ALE launches light crane series
By Alex Dahm20 December 2016
The Lightweight Service Crane is a series of new designs from ALE for lifting in confined spaces on offshore and civils construction projects.
Limited space is a major challenge for lifting operations on offshore and high rise construction projects. While ALE has designed and built some of the world’s largest cranes that can lift in from long radius, its latest design is for a relatively small crane that can be positioned right in there close to the action.
As the first in a series the new model is the smallest, lifting 6 tonnes to a 12 metre radius. Its light weight is by virtue of the fact that it is all made of aluminium. Other models are planned, including larger steel ones that can be doubled up (two units side by side) to give a capacity of 180 tonnes.
Its modular components can be assembled by hand and, with the vertical mast erected, this can be used to self-build the rest of the crane. Each part can fit in an elevator and be moved along access walkways or up and down stairs. The heaviest piece, at 90 kg, is the ring and winches while all the other components are a maximum of 25 kg and can be carried by hand, Richard Verhoeff, ALE sales manager, explained to IC&ST.
It uses a Tirfor type winch for hoisting which gives a basically unrestricted height of lift as the rope spools, unloaded, in a cage rather than onto a drum. This allows its use on the top of high rise buildings so that it can hoist, for example, air conditioning units directly from ground level all the way up to the roof.
The crane is certified for offshore, subsea and onshore operations.

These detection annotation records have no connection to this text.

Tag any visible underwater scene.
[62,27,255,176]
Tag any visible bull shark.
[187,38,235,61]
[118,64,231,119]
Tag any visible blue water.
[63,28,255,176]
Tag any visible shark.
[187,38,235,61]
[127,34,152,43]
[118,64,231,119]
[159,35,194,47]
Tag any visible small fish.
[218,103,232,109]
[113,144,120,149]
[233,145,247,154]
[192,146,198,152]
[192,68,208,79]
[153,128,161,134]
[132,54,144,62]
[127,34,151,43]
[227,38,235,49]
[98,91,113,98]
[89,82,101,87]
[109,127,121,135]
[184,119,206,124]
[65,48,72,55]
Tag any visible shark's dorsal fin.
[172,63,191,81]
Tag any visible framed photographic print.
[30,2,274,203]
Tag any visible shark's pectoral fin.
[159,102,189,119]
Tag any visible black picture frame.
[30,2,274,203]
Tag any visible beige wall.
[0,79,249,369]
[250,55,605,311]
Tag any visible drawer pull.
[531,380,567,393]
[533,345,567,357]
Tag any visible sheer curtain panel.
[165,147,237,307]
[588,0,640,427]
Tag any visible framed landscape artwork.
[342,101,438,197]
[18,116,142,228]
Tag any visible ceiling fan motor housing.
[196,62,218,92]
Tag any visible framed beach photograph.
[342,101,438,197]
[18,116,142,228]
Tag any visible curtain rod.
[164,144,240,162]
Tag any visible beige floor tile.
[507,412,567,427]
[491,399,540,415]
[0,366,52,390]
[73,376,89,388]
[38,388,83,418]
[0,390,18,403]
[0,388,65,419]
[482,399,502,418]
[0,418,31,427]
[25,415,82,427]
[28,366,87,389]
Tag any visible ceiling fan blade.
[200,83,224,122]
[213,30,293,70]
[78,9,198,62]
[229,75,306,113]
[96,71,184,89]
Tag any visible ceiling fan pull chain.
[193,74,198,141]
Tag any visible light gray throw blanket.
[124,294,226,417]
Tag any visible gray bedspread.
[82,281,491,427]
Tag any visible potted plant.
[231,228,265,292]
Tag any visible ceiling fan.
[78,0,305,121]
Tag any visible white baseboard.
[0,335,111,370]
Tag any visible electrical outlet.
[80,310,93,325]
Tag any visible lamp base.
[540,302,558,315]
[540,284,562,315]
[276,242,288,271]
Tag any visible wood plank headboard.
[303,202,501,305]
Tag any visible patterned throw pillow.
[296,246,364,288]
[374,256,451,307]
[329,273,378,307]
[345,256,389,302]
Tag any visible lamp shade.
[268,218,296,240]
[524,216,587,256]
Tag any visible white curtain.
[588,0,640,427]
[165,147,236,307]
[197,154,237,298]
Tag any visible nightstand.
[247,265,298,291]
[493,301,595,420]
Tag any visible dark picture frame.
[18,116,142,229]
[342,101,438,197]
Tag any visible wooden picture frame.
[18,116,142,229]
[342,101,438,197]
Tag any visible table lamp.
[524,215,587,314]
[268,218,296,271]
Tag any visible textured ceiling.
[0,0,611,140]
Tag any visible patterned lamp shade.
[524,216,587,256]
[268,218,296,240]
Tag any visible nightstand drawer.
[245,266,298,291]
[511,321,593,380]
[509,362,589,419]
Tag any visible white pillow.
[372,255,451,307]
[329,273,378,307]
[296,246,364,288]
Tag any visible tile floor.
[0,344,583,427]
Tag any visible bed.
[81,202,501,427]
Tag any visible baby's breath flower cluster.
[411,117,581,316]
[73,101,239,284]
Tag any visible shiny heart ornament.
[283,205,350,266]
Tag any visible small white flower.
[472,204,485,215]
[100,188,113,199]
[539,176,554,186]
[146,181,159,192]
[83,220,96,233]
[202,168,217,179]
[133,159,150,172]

Two types are available, the offshore one with three guy wires for stability, and the civils construction type with lattice type triangular truss guy legs and ballast blocks.
More than 50 ALE customers in the offshore and civils construction industry were shown the first crane in a launch event at ALE’s Breda office in the Netherlands. Harrie Smetsers, ALE research and development manager, gave a presentation. He explained the background to the idea, “R&D first conceived the idea back in 2015 after we saw a gap in the market for a lightweight and versatile offshore handling system that can also be used for our onshore clients and on other ALE projects. We wanted to offer standardised lifting solutions that could work on different, complex offshore assets, as well as our existing solutions.”